1. Created a 10Gi PVC with local-path StorageClass:

 kubectl apply -f - <<EOF                                                                                       

 apiVersion: v1                                                                                                 

 kind: PersistentVolumeClaim

 metadata:                                                                                                      

   name: aimee-assistan2-openclaw-data

   namespace: openshell                                                                                         

 spec:

   resources: {requests: {storage: 10Gi}}                                                                       

   storageClassName: local-path          

 EOF                                                                                                            

2. Patched the Sandbox CRD to add the volume + mount:

 kubectl patch sandbox aimee-assistan2 -n openshell --type=json -p='\[                                           

   {"op":"add","path":"/spec/podTemplate/spec/volumes/-","value":{"name":"openclaw-data","persistentVolumeClaim"

:{“claimName”:“aimee-assistan2-openclaw-data”}}},

   {"op":"add","path":"/spec/podTemplate/spec/containers/0/volumeMounts/-","value":{"mountPath":"/sandbox/.openc

law-data",“name”:“openclaw-data”}}

 \]'                                                                                                             

3. Added resource requests/limits (prevent whole-node memory pressure):

 {"requests":{"memory":"512Mi","cpu":"250m"},"limits":{"memory":"4Gi"}}                                         

4. Force pod recreation + restore data from local backup (~/.nemoclaw/backups/).

Data now survives container restarts, OOMs are container-scoped.

─────────────────────────────────────────

Questions for the NemoClaw team

─────────────────────────────────────────

1. Is the missing PVC a setup-flow bug, or is my install corrupted? Should a fresh `nemoclaw onboard` always

produce a Sandbox CRD with a PVC?

2. Are there plans to ship default `resources.requests`/`resources.limits` in the generated Sandbox podTemplate?
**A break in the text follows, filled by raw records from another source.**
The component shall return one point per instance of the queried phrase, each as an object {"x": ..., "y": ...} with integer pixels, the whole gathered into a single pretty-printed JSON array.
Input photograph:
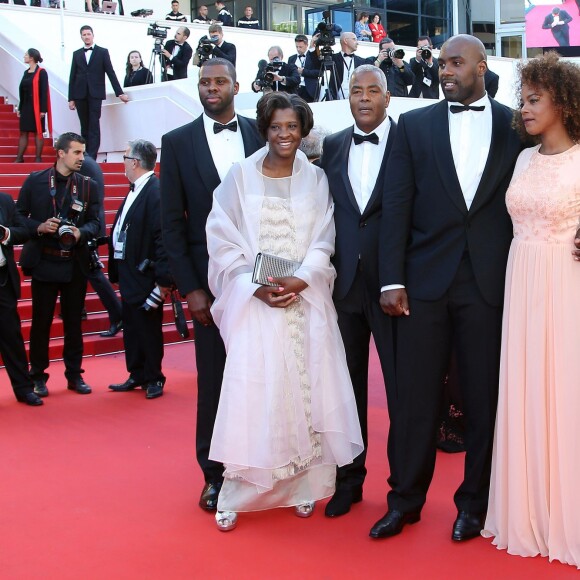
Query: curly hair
[
  {"x": 562, "y": 80},
  {"x": 280, "y": 100}
]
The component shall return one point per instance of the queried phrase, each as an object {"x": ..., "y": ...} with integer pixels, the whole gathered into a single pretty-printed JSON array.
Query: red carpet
[{"x": 106, "y": 486}]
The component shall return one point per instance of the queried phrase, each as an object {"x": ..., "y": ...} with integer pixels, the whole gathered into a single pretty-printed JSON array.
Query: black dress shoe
[
  {"x": 128, "y": 385},
  {"x": 392, "y": 523},
  {"x": 341, "y": 501},
  {"x": 467, "y": 526},
  {"x": 115, "y": 328},
  {"x": 31, "y": 399},
  {"x": 40, "y": 387},
  {"x": 79, "y": 386},
  {"x": 209, "y": 495},
  {"x": 154, "y": 390}
]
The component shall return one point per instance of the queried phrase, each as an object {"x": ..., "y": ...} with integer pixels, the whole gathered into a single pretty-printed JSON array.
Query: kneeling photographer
[
  {"x": 398, "y": 72},
  {"x": 136, "y": 243},
  {"x": 275, "y": 74}
]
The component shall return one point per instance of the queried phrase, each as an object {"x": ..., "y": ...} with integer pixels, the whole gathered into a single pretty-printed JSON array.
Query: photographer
[
  {"x": 426, "y": 70},
  {"x": 177, "y": 55},
  {"x": 60, "y": 209},
  {"x": 398, "y": 72},
  {"x": 276, "y": 75},
  {"x": 138, "y": 263}
]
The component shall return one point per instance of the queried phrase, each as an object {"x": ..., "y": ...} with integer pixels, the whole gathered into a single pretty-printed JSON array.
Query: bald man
[{"x": 445, "y": 236}]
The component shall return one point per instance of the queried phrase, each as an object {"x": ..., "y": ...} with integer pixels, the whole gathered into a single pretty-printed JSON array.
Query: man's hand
[
  {"x": 395, "y": 302},
  {"x": 199, "y": 303}
]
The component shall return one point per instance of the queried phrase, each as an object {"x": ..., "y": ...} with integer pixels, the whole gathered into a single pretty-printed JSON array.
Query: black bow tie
[
  {"x": 218, "y": 127},
  {"x": 372, "y": 138},
  {"x": 462, "y": 108}
]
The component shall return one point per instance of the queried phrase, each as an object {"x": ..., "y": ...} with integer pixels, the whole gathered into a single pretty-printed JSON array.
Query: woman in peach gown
[{"x": 534, "y": 504}]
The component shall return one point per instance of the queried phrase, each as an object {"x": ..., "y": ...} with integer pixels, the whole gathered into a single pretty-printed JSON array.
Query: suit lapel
[{"x": 444, "y": 156}]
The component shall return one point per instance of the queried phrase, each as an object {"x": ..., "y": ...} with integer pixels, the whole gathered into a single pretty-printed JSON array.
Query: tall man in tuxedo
[
  {"x": 177, "y": 54},
  {"x": 354, "y": 161},
  {"x": 194, "y": 160},
  {"x": 445, "y": 236},
  {"x": 86, "y": 88},
  {"x": 138, "y": 263},
  {"x": 13, "y": 231}
]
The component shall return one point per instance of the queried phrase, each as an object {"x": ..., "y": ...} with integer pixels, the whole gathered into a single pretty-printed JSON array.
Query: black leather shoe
[
  {"x": 79, "y": 386},
  {"x": 128, "y": 385},
  {"x": 467, "y": 526},
  {"x": 40, "y": 387},
  {"x": 31, "y": 399},
  {"x": 114, "y": 330},
  {"x": 392, "y": 523},
  {"x": 154, "y": 390},
  {"x": 341, "y": 501},
  {"x": 209, "y": 495}
]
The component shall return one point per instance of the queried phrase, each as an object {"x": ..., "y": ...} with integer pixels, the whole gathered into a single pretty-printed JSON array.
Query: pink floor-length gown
[{"x": 534, "y": 505}]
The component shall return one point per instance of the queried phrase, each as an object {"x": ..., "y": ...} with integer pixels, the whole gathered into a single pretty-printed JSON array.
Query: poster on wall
[{"x": 552, "y": 23}]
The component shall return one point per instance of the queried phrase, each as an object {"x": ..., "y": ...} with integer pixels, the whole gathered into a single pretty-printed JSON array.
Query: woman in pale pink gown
[{"x": 534, "y": 504}]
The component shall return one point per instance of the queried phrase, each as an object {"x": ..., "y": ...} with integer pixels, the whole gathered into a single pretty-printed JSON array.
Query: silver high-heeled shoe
[
  {"x": 304, "y": 509},
  {"x": 226, "y": 521}
]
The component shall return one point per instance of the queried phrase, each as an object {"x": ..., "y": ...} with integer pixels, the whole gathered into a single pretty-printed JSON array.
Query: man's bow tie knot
[
  {"x": 218, "y": 127},
  {"x": 462, "y": 108},
  {"x": 372, "y": 138}
]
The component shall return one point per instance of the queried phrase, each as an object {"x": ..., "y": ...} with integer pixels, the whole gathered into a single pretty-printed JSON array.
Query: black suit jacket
[
  {"x": 227, "y": 50},
  {"x": 357, "y": 235},
  {"x": 10, "y": 219},
  {"x": 426, "y": 226},
  {"x": 144, "y": 241},
  {"x": 88, "y": 80},
  {"x": 180, "y": 61},
  {"x": 188, "y": 180}
]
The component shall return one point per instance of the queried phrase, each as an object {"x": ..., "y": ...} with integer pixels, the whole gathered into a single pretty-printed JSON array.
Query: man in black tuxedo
[
  {"x": 13, "y": 231},
  {"x": 194, "y": 160},
  {"x": 138, "y": 263},
  {"x": 557, "y": 22},
  {"x": 285, "y": 78},
  {"x": 308, "y": 68},
  {"x": 58, "y": 259},
  {"x": 354, "y": 161},
  {"x": 86, "y": 88},
  {"x": 177, "y": 53},
  {"x": 445, "y": 236}
]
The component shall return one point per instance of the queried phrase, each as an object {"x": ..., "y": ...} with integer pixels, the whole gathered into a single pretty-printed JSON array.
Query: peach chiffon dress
[{"x": 534, "y": 503}]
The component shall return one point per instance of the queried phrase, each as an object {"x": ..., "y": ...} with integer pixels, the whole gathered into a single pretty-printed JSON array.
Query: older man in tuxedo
[
  {"x": 354, "y": 161},
  {"x": 194, "y": 160},
  {"x": 86, "y": 88},
  {"x": 445, "y": 236}
]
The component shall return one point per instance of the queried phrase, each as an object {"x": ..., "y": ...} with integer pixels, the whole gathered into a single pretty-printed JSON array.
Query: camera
[{"x": 65, "y": 232}]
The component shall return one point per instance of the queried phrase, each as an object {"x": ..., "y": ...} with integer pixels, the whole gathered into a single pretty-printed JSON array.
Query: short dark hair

Running without any memory cap is a footgun on Docker-Desktop-hosted clusters.

3. Is there a supported path to migrate an existing sandbox from ephemeral-overlay to PVC-backed storage without

losing data? `nemoclaw rebuild` is mentioned in docs — does it add a PVC if one is missing?

4. Should `/sandbox/.openclaw/skills` be a symlink at all? It makes skill persistence depend on persistence of

`.openclaw-data/`, which has different guarantees from `workspace/`.

Happy to run additional diagnostics or provide a `nemoclaw debug` tarball if useful.